More addictive than cigarettes? If you can't stop smoking without Nicorette or can't stop Nicorette without smoking, how can you say Nicorette is "more addictive than cigarettes ever were"?

Anyway, here's the first comment on Nicorette from askapatient.com:

I have lost more than 60% of my hair and have always had healthy teeth. Suddenly I have 2 teeth that have to be replaced with implants due to acid erosion and fractures.

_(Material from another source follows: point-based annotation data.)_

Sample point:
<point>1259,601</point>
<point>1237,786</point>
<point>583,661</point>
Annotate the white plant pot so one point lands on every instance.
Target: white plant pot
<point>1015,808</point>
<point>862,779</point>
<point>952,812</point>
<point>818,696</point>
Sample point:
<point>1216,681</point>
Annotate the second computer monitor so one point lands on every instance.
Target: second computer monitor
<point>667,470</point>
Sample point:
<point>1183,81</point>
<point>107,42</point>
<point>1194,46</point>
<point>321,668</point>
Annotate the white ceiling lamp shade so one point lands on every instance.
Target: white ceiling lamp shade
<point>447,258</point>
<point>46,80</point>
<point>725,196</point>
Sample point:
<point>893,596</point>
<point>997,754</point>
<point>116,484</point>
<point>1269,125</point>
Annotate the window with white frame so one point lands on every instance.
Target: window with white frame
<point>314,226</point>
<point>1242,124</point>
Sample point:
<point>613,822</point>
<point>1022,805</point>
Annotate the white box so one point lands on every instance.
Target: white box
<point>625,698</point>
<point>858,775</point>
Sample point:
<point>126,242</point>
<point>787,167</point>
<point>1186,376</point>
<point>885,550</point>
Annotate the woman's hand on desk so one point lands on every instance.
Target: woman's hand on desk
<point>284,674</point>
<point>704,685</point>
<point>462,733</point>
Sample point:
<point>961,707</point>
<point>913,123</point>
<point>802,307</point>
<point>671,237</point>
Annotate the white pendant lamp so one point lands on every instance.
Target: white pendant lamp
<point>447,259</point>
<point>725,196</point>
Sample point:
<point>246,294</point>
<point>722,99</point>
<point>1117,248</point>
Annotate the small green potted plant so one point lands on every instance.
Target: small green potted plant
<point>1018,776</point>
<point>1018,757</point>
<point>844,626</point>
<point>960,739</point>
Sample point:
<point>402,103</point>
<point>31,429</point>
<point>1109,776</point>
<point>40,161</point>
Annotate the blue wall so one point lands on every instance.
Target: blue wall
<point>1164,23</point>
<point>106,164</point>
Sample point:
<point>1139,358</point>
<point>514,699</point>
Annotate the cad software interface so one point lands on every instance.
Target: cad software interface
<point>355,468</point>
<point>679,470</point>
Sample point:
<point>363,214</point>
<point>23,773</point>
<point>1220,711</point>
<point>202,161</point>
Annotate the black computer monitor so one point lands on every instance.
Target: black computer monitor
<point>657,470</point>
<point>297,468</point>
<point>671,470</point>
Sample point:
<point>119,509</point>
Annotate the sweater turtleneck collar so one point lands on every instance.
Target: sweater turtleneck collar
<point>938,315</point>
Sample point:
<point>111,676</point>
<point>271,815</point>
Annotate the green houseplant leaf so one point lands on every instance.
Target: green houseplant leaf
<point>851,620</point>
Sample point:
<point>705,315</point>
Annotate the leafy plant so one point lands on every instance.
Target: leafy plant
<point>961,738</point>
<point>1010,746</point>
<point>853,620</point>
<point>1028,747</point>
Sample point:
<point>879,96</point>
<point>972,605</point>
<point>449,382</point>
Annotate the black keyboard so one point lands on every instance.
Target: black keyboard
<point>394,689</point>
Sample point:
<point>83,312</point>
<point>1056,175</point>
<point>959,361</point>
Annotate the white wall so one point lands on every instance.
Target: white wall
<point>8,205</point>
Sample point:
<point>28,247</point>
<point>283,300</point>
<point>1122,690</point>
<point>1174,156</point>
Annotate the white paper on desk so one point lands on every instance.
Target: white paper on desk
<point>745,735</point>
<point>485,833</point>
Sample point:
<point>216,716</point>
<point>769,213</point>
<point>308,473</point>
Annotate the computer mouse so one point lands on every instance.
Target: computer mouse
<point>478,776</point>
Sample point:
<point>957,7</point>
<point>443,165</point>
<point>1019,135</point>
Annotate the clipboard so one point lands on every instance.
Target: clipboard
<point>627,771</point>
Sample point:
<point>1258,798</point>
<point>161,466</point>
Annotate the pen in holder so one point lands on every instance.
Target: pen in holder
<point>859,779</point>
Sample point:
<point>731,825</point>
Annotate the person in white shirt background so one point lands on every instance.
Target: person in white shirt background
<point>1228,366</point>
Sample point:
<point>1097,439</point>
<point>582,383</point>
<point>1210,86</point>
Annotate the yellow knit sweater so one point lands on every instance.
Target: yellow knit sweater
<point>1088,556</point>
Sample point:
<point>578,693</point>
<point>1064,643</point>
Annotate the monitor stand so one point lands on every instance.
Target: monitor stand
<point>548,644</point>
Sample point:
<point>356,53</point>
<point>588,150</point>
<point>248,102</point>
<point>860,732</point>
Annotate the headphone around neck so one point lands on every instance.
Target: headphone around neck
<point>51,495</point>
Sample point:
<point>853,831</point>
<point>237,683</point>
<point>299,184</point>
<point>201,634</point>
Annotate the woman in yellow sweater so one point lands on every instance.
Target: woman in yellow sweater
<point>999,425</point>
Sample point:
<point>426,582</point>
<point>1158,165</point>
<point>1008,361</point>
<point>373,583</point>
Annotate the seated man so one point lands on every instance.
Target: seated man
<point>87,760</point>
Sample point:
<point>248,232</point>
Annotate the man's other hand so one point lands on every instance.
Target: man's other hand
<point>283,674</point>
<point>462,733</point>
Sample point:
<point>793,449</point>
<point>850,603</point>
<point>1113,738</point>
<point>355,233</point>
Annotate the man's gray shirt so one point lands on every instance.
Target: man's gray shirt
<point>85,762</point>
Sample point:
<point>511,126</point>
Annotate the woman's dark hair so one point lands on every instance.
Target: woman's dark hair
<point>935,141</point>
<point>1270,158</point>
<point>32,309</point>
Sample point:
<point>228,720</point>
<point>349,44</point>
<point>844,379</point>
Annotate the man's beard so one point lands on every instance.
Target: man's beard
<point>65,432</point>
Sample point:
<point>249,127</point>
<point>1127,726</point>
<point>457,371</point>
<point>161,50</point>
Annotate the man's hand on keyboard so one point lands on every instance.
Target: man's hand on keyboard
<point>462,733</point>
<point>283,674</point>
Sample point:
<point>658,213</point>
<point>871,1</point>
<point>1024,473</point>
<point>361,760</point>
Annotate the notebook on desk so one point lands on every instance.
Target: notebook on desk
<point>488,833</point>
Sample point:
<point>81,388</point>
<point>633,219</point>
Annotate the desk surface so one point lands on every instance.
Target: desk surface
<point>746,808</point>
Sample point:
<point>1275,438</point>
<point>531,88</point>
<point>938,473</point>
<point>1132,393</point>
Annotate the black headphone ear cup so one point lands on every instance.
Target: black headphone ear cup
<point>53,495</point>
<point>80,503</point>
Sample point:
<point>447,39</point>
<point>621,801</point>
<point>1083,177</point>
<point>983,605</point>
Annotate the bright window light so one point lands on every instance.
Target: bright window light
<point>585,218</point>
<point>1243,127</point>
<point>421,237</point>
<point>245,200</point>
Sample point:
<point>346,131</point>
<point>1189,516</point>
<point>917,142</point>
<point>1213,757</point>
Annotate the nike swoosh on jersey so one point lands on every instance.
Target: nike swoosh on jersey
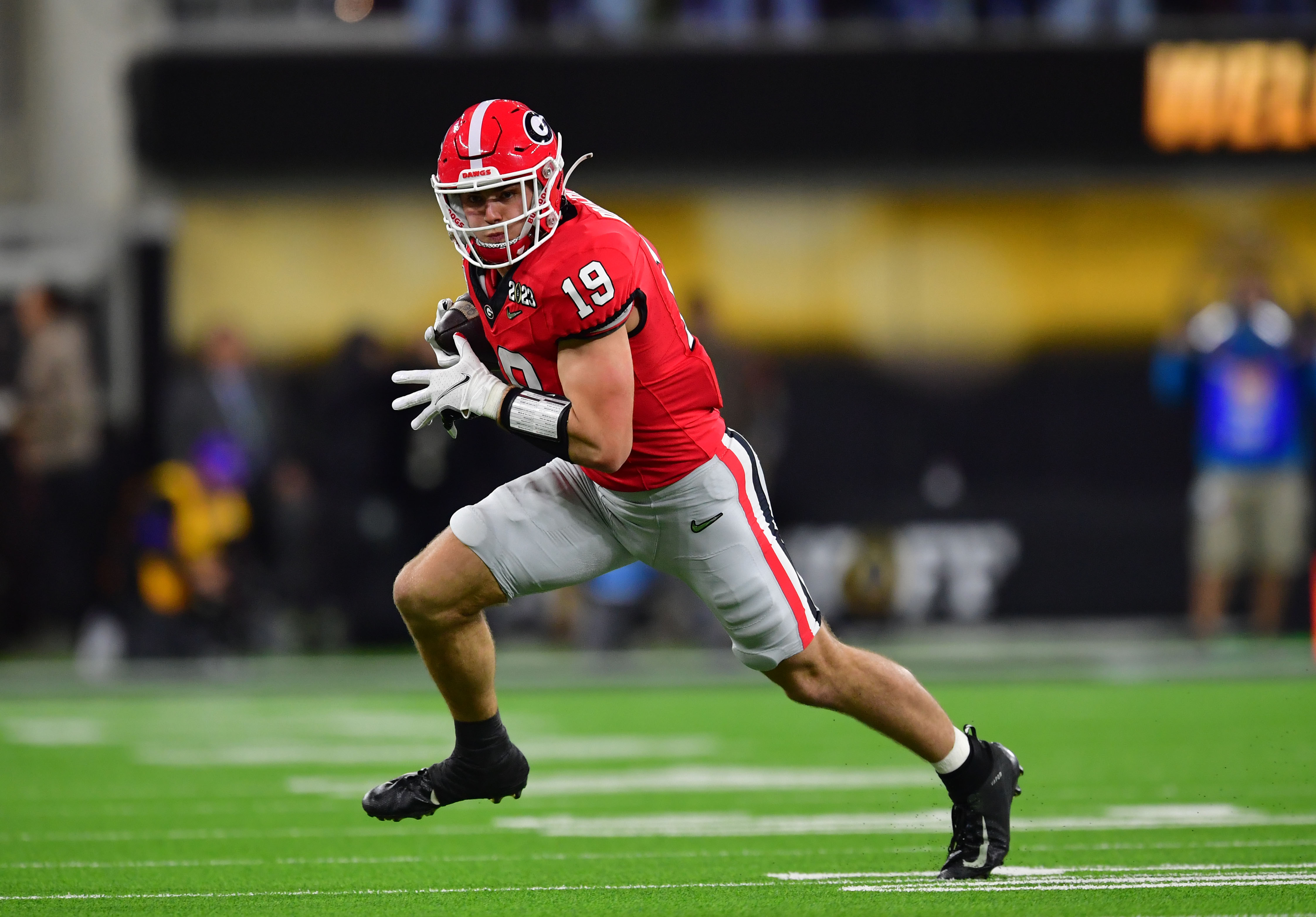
<point>699,527</point>
<point>982,852</point>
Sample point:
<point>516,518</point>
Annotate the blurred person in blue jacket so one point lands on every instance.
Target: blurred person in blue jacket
<point>1249,374</point>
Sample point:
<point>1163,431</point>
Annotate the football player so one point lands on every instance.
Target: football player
<point>587,357</point>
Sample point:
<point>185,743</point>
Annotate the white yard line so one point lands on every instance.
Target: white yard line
<point>686,779</point>
<point>1088,886</point>
<point>240,833</point>
<point>737,824</point>
<point>541,749</point>
<point>1189,877</point>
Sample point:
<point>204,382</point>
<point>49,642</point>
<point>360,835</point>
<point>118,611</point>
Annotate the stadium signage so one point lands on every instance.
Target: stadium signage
<point>1245,97</point>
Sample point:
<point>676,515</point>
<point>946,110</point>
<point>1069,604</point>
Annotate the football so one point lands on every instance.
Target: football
<point>465,318</point>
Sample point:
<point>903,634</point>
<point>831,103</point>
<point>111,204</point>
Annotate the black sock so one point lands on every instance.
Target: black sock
<point>481,740</point>
<point>969,777</point>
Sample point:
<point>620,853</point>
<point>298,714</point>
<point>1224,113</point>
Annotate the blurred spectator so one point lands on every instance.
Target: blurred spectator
<point>754,400</point>
<point>223,392</point>
<point>358,461</point>
<point>185,571</point>
<point>736,19</point>
<point>1249,375</point>
<point>1085,19</point>
<point>487,22</point>
<point>57,441</point>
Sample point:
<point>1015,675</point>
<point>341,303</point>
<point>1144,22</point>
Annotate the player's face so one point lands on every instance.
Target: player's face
<point>487,208</point>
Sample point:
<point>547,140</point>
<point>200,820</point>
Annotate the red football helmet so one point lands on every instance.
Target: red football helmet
<point>495,144</point>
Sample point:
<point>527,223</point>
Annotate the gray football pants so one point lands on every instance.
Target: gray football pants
<point>713,529</point>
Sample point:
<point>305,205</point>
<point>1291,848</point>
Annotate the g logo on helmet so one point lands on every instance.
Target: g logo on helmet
<point>537,129</point>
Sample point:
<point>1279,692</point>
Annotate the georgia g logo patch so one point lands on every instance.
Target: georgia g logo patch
<point>537,129</point>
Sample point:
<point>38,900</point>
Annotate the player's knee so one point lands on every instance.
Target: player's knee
<point>422,600</point>
<point>808,685</point>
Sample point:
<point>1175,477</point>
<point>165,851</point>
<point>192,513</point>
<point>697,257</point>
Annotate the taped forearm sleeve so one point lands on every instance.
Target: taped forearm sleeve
<point>539,419</point>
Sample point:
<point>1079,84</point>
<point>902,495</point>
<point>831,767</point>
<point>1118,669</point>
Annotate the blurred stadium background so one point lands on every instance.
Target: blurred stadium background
<point>965,221</point>
<point>944,254</point>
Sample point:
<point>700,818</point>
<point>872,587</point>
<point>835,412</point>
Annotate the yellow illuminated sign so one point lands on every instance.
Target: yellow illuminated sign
<point>1249,95</point>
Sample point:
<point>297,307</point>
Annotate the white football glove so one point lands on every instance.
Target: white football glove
<point>460,386</point>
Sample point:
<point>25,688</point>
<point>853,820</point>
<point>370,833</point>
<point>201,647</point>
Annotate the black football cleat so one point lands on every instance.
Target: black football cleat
<point>981,827</point>
<point>451,781</point>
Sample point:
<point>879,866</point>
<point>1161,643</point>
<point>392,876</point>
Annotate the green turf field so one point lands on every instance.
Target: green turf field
<point>1142,799</point>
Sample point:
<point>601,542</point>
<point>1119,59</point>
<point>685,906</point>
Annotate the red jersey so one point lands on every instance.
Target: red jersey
<point>585,283</point>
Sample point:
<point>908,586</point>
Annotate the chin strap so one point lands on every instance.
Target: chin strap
<point>587,156</point>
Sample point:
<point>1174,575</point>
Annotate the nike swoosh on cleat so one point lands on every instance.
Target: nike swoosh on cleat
<point>699,527</point>
<point>982,852</point>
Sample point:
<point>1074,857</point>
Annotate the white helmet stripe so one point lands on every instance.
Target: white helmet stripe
<point>473,144</point>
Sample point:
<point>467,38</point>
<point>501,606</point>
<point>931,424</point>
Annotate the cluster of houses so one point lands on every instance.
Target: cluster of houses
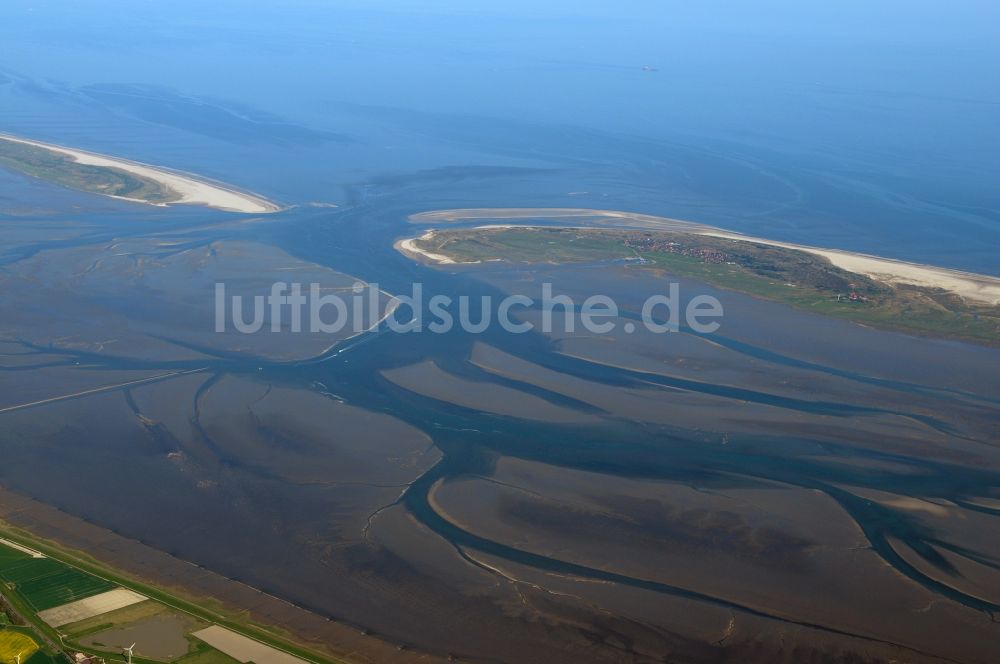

I am totally convinced that the gum has caused all.

There are lots more like that. Now, suppose somebody substituted "Marlboros" for "Nicorette" and "lung cancer, heart disease and emphysema" for hair and tooth loss. Say you worked for Philip Morris. Would you acknowledge that those postings constituted credible evidence?

Or If Nicorette is really that bad, that's just all the more reason not to start smoking in the first place, so you won't have to resort to Nicorette to quit.

...Or that Winston Cup no longer exists in NASCAR but Nicorette sponsors a NASCAR team.

Which probably just means that fewer impressionable kids will be enticed to start smoking and wind up dying early from smoking-related diseases. What a tragedy. Besides, if you're that attached to NASCAR you should be glad anyone at all is willing to sponsor it.

Isn't nicotine, nicotine?

Gosh, what an epiphany! Even though you suck the nicotine into your lungs with a bunch of heated toxic combustion products instead of absorbing it from chewing gum. Who knew?

its a recession, everyone is trying to get by. this mock-job interview is shameless.